Sprzymierzeńcem drużyny z granicznej miejscowości był fakt osłabienia gości. Przed wyprawą do Dorohuska ze składu wypadł podstawowy bramkarz rezerw Oskar Szykuła.
– Na piątkowym treningu wszystko było w porządku. Dopiero w sobotę rano Oskar zadzwonił do mnie z wiadomością, że nie najlepiej się czuje – tłumaczy szkoleniowiec Chełmianki II Tomasz Wieczorek.
– Mówił, że pojawiła mu się jakaś narośl na więzadle w kolanie. Nie ryzykowaliśmy jego zdrowia. W poniedziałek ma mieć wykonane badanie usg.
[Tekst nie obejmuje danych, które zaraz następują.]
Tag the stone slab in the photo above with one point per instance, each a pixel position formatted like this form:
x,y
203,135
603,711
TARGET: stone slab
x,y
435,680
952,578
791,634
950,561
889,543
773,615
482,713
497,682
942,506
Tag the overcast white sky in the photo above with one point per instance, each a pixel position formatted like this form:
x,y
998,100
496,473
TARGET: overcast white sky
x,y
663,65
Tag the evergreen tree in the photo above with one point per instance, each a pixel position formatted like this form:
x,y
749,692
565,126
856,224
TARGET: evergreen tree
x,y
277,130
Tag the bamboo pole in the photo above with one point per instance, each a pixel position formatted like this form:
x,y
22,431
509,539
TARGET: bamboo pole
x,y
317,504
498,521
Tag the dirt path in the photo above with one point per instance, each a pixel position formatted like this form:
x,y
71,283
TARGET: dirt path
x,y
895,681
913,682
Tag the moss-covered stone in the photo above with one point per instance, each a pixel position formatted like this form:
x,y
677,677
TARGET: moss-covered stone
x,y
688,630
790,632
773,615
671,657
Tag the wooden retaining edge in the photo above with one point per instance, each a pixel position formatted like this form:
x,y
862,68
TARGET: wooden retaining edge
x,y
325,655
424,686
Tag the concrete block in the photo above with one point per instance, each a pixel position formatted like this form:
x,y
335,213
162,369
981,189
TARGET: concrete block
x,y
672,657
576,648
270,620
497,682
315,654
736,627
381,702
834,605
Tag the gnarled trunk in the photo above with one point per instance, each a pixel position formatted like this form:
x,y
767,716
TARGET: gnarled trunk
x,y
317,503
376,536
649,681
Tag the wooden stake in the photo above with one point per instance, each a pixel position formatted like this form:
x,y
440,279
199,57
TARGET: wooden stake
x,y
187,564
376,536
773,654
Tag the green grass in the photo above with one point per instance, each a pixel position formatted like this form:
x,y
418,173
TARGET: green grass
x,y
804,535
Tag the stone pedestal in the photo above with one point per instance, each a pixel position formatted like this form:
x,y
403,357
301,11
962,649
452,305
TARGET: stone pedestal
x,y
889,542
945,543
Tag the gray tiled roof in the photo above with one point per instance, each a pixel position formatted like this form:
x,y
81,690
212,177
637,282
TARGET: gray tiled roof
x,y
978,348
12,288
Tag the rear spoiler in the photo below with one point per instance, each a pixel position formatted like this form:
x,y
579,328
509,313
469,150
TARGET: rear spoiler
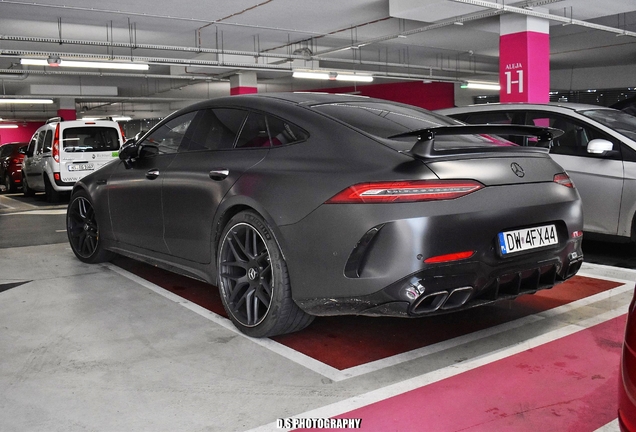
x,y
425,145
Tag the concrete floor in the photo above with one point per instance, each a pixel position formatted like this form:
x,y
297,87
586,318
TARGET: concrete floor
x,y
99,348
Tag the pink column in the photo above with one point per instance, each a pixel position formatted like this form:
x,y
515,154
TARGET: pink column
x,y
66,109
524,59
243,83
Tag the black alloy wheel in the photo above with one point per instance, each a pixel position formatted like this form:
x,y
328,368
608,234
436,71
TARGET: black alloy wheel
x,y
26,190
253,280
83,230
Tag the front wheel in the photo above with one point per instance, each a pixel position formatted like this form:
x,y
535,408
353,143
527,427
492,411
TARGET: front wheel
x,y
82,228
254,281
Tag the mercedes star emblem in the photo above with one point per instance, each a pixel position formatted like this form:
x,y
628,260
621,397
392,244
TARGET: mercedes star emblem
x,y
516,168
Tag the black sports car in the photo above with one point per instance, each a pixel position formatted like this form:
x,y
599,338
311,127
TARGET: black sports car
x,y
308,204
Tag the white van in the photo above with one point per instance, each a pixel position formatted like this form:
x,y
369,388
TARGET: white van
x,y
62,152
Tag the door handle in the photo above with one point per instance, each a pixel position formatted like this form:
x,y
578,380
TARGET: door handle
x,y
219,175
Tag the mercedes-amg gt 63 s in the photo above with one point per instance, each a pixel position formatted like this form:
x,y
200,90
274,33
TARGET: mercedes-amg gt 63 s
x,y
304,204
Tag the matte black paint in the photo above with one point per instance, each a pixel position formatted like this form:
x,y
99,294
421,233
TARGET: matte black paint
x,y
174,221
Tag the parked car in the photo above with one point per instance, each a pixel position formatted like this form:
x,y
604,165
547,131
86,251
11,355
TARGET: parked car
x,y
627,386
598,150
298,205
62,152
11,157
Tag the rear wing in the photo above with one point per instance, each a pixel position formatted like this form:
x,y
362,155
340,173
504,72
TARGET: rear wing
x,y
425,146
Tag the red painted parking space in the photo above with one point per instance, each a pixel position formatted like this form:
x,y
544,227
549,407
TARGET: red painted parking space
x,y
565,385
345,342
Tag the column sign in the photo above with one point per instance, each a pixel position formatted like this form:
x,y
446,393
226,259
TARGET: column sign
x,y
514,77
524,67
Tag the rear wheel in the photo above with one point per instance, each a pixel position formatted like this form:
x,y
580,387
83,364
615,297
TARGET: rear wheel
x,y
52,195
82,228
253,279
26,190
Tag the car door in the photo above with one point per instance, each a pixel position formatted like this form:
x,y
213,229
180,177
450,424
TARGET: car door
x,y
598,178
34,165
134,190
222,144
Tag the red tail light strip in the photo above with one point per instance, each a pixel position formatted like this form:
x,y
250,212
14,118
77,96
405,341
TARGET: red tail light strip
x,y
449,257
405,191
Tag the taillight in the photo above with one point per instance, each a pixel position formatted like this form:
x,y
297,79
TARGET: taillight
x,y
405,191
56,144
563,179
449,257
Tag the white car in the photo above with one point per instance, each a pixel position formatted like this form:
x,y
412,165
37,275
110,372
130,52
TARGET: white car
x,y
598,150
62,152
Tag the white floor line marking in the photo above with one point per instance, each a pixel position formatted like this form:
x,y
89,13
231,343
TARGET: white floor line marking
x,y
293,355
610,427
383,393
340,375
36,212
481,334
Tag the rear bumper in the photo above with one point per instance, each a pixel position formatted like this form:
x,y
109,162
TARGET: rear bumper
x,y
335,268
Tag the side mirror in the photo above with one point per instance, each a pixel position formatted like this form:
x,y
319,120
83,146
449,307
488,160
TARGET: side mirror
x,y
129,151
599,147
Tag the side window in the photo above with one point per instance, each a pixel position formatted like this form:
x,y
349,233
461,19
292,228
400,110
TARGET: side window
x,y
214,129
39,145
267,131
48,140
283,133
576,135
32,143
168,136
254,133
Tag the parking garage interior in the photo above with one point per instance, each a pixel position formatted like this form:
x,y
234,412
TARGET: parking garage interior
x,y
128,346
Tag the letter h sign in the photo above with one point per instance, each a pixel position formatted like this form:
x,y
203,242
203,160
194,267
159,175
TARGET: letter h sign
x,y
518,81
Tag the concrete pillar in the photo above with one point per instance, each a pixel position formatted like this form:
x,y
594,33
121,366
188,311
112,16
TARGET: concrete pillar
x,y
66,109
243,83
524,59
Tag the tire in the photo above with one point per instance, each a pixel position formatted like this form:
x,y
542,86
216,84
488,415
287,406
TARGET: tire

W takiej sytuacji w bramce pojawił się 18 – latek Konrad Mochniej, dla którego był to debiut w rozgrywkach seniorskich. Wychowanek Chełmianki od razu został rzucony na głęboką wodę. W kilku sytuacjach golkiper przyjezdnych wyszedł obronną ręką z opresji. – Konrad uratował nas przynajmniej od dwóch bramek – chwali juniora trener Wieczorek.
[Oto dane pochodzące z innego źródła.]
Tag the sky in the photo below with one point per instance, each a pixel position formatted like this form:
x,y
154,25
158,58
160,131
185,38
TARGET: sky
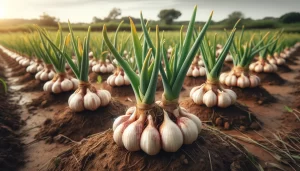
x,y
85,10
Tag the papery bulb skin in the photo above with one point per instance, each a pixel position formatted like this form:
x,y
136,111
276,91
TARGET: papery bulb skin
x,y
66,85
150,139
76,102
132,134
188,128
171,136
56,87
210,99
104,96
118,132
120,120
258,68
194,118
48,86
91,101
224,100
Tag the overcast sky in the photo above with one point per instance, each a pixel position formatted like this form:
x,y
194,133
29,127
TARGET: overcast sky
x,y
84,10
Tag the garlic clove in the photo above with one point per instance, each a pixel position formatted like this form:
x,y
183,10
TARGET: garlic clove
x,y
188,128
76,102
120,120
150,139
104,96
91,101
210,98
194,118
224,100
48,86
171,136
66,85
118,132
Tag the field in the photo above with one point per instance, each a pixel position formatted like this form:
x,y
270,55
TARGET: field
x,y
40,129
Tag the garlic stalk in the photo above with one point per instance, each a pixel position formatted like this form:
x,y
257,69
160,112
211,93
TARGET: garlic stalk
x,y
103,67
262,66
239,77
61,83
46,74
118,78
212,94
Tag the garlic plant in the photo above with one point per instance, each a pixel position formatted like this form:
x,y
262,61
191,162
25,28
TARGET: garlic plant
x,y
118,78
263,65
243,51
211,93
147,126
61,81
86,97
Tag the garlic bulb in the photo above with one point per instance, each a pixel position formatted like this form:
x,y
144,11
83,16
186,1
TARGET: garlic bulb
x,y
91,100
171,136
150,138
213,95
263,66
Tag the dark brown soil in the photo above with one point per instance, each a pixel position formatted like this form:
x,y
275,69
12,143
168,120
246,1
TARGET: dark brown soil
x,y
235,116
11,149
77,126
33,85
284,68
271,78
118,91
48,99
192,81
258,94
101,153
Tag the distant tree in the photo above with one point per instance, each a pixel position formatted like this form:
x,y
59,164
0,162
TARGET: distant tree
x,y
168,15
114,13
234,17
47,20
292,17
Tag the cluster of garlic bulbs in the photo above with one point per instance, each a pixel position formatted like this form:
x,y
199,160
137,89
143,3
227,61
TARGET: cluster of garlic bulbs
x,y
87,97
46,74
24,62
119,78
103,67
263,66
240,78
213,95
35,67
276,59
195,70
131,132
61,83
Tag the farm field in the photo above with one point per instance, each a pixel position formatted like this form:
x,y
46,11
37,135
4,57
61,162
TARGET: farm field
x,y
192,99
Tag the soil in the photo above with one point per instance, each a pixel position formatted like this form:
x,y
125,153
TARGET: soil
x,y
235,116
258,94
34,116
101,153
77,126
270,78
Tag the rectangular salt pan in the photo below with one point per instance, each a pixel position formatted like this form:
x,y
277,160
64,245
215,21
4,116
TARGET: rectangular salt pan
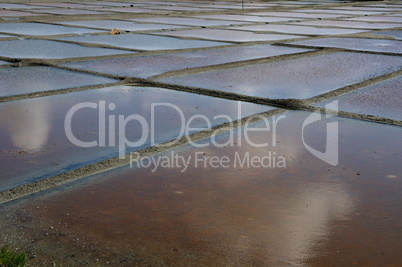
x,y
24,80
383,99
145,66
34,142
120,25
297,29
51,49
228,35
41,29
356,44
349,24
144,42
296,78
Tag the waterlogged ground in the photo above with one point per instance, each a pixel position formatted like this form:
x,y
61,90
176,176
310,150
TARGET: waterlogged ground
x,y
211,106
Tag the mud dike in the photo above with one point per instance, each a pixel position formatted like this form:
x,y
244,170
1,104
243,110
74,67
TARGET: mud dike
x,y
201,132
Bramkarzowi Chełmianki II nie udało się jednak zapobiec stracie dwóch goli. Przy pierwszej bramce zawalili obrońcy gości. Wszystko jednak zaczęło się od Łukasza Piotrowskiego, który sfaulował przed polem karnym jednego z zawodników Granicy. Gospodarze perfekcyjnie wykonali rzut wolny, a nie upilnowany przed bramką Mariusz Olender strzałem z głowy pokonał Mochnieja.
Przy drugim golu bramkarz z Chełma nawet nie próbował interweniować. Golkiper był zaskoczony precyzyjnym uderzeniem Konrada Ruszkiewicza z 20 metrów. Doświadczony pomocnik Granicy wygrał pojedynek biegowy z Łukaszem Lesiukiem, a następnie kąśliwym strzałem z lewej nogi podwyższył na 2:0.
– Nie mieliśmy siły ognia. W miarę dobrze było do 25 merów przed bramką gospodarzy. Im bliżej bramki rywali, tym nasza gra zupełnie się nie kleiła – podsumował opiekun przyjezdnych.
Beniaminek miał szansę na honorowe trafienie. W 90 min Mateusz Miksza walczył o piłkę w polu karnym z Krzysztofem Ruszkiewiczem. I gdyby piłkarz Chełmianki przewrócił się, arbiter spokojnie mógł podyktować rzut karny.
– Wyróżniającym się graczem był Adrian Jarosz, którego pozyskaliśmy z Dubienki. Wygraliśmy zasłużenie – podsumował Dariusz Kamola, prezes Granicy.
Granica Dorohusk – Chełmianka II Chełm 2:0 (1:0)
Bramki: M. Olender (26), Ruszkiewicz (68).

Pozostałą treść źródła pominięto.